Volunteers in Java - Cianjur Indonésie

Notre expérience Volunteers in Java à Cianjur | Partie 1/2

Bonjour et bienvenue sur notre blog ! Comme vous pourrez le remarquer, notre blog se refait une beauté.
Donc désolés pour le design douteux, la mise en page totalement dégueu et l’absence de photos. 🙏
On est sur le coup ! 🙃
Merci de votre compréhension. Bisous.

Voici la 1ère partie du récit de nos premiers pas en Indonésie dans le cadre du programme « Volunteers in Java » dans le village de Cianjur sur l’île de Java. Une immersion totale avec les habitants, des journées rythmées, la découverte d’une culture très éloignée de la nôtre, des émotions intenses, une expérience hors du commun. Nous vous invitons à la lecture de nos émotions…

Une nuit à l’aéroport

– Passeport ! Cianjur… ? Qu’est ce que vous allez faire là-bas ? Il n’y a aucun touriste !

– Euh… et bien nous sommes attendus dans une famille !

– Ah ! Mais vous allez voir ça n’est pas pour les touristes, il n’y a rien à y faire ! Ahah !Allez, passez !

Le court dialogue avec le douanier de l’aéroport de Jakarta nous met immédiatement dans l’ambiance. Comment réagir à ses remarques ? C’est plutôt ce qu’on recherche, un endroit authentique, un lieu ou les mœurs ne sont pas modifiées par l’afflux touristique. Mais quand même s’il n’y a vraiment rien à y faire… Nous verrons bien.

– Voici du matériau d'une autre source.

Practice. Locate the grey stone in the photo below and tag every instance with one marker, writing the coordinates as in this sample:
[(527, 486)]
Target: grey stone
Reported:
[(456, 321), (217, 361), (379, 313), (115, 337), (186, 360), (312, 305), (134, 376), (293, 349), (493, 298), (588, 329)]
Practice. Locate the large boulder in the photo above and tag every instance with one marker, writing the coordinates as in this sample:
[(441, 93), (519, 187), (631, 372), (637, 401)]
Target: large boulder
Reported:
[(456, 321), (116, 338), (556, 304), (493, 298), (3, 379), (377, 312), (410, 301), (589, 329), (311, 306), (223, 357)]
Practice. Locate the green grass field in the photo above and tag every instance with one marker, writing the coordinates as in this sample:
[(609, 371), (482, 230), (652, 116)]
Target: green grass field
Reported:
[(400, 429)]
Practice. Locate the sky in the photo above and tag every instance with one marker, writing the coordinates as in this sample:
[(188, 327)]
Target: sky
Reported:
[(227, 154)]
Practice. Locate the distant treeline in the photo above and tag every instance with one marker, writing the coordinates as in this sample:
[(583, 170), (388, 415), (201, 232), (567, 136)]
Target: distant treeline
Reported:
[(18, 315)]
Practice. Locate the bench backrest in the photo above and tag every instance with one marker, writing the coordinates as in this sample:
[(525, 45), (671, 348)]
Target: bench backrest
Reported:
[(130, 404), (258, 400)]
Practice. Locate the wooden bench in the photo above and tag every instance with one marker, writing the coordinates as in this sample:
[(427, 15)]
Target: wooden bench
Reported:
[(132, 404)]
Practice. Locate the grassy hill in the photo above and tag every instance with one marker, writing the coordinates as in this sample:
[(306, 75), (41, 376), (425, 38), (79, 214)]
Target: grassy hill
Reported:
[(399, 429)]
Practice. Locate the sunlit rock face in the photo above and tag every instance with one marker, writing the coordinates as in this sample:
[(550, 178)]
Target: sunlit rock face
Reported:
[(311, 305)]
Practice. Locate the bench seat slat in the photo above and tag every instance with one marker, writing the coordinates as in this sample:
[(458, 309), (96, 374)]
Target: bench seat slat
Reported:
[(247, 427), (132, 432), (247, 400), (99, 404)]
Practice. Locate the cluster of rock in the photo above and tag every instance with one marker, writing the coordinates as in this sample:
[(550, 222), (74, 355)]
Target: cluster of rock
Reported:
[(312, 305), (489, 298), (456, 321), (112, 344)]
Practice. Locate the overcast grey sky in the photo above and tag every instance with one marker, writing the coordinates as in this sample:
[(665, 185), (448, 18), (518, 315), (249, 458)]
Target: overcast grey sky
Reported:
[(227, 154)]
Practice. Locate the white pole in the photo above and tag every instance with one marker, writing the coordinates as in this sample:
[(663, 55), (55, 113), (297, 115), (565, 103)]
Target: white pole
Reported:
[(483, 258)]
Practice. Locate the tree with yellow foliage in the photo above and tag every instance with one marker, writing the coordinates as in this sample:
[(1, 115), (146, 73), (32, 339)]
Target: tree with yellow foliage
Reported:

Il est 23h, aucun bus ne pourra nous acheminer avant le lendemain matin. Il va falloir tuer le temps. Nous récupérons nos bagages et allons faire un tour à l’extérieur de cet aéroport qui sera notre refuge pour la nuit. Cette chaleur humide typique des climats tropicaux en saison de pluies nous enveloppe instantanément, la sensation me rappelle notre voyage en République Dominicaine, cette odeur particulière chargée d’humidité, cette sensation étrange d’étouffer pendant quelque instants, pas de doute nous sommes dans un nouveau pays, sous de nouvelles latitudes. Le contraste avec l’air climatisé presque trop froid de l’aérogare est violent. 5 minutes suffisent, nous sommes en nage ! Après avoir trouvé un coin tranquille pour la nuit, c’est à même le sol que nous profiterons des ces quelques heures de sommeil.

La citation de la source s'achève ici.